Iniciativa Global para a Paz e Estabilidade
O presidente dos Estados Unidos, Donald Trump, lançou oficialmente o seu novo Conselho da Paz, reunindo cerca de vinte aliados internacionais em Washington. A iniciativa surge num momento de escalada de tensões entre os EUA e o Irã, com Trump a reiterar ameaças de guerra nas últimas semanas. Durante a reunião inaugural, Trump anunciou um compromisso financeiro de vários bilhões de dólares, provenientes de nove nações, para um pacote de ajuda destinado a Gaza. O objetivo declarado é investir em “estabilidade e esperança” para a região.

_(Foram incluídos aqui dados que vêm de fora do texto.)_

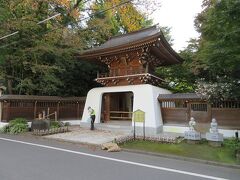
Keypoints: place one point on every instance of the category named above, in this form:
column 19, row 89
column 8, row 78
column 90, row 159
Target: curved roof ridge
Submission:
column 133, row 32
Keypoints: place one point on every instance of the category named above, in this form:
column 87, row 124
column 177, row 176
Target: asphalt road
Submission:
column 24, row 158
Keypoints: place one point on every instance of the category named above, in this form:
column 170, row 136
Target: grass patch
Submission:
column 198, row 151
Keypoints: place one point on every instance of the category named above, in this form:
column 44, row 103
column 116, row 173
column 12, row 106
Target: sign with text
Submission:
column 139, row 116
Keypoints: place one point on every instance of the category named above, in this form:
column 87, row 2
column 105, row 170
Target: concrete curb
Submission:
column 182, row 158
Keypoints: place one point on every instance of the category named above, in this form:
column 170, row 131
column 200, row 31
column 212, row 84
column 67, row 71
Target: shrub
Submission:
column 232, row 143
column 5, row 129
column 55, row 124
column 17, row 121
column 67, row 124
column 16, row 126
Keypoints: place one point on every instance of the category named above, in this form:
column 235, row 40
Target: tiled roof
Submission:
column 40, row 98
column 179, row 96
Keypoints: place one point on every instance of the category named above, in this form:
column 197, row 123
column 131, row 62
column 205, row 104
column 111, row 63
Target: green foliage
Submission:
column 218, row 55
column 5, row 129
column 55, row 124
column 181, row 77
column 120, row 20
column 16, row 126
column 199, row 151
column 41, row 58
column 67, row 124
column 232, row 143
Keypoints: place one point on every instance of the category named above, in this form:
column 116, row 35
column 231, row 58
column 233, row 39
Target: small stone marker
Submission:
column 192, row 135
column 213, row 136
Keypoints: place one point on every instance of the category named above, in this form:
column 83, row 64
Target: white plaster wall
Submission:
column 181, row 129
column 144, row 98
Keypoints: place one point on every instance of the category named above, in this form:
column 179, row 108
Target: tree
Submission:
column 180, row 78
column 218, row 57
column 40, row 58
column 123, row 19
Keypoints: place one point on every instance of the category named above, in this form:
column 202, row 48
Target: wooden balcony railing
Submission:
column 120, row 115
column 121, row 72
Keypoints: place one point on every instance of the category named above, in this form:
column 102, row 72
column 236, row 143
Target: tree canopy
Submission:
column 40, row 58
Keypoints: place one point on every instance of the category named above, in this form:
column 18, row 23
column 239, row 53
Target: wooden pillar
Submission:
column 188, row 111
column 106, row 107
column 78, row 110
column 209, row 109
column 1, row 104
column 35, row 110
column 58, row 115
column 1, row 110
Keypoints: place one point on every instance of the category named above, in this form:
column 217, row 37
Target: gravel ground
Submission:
column 84, row 135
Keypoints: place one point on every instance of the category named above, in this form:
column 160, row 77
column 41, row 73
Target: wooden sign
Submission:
column 139, row 116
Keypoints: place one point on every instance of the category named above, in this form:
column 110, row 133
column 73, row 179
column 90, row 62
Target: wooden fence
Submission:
column 13, row 106
column 179, row 111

Financiamento e Críticas à Nova Organização
Os países que prometeram fundos para o pacote de ajuda a Gaza incluem o Cazaquistão, Azerbaijão, Emirados Árabes Unidos, Marrocos, Bahrein, Qatar, Arábia Saudita, Uzbequistão e Kuwait. Apesar dos montantes significativos, o valor arrecadado está consideravelmente aquém dos 70 mil milhões de dólares estimados como necessários para a reconstrução de Gaza, devastada por conflitos. A iniciativa de Trump, que se seguiu a um cessar-fogo mediado entre Israel e o Hamas, tem enfrentado críticas pela sua natureza pouco clara e pela potencial sobreposição com instituições existentes, como as Nações Unidas.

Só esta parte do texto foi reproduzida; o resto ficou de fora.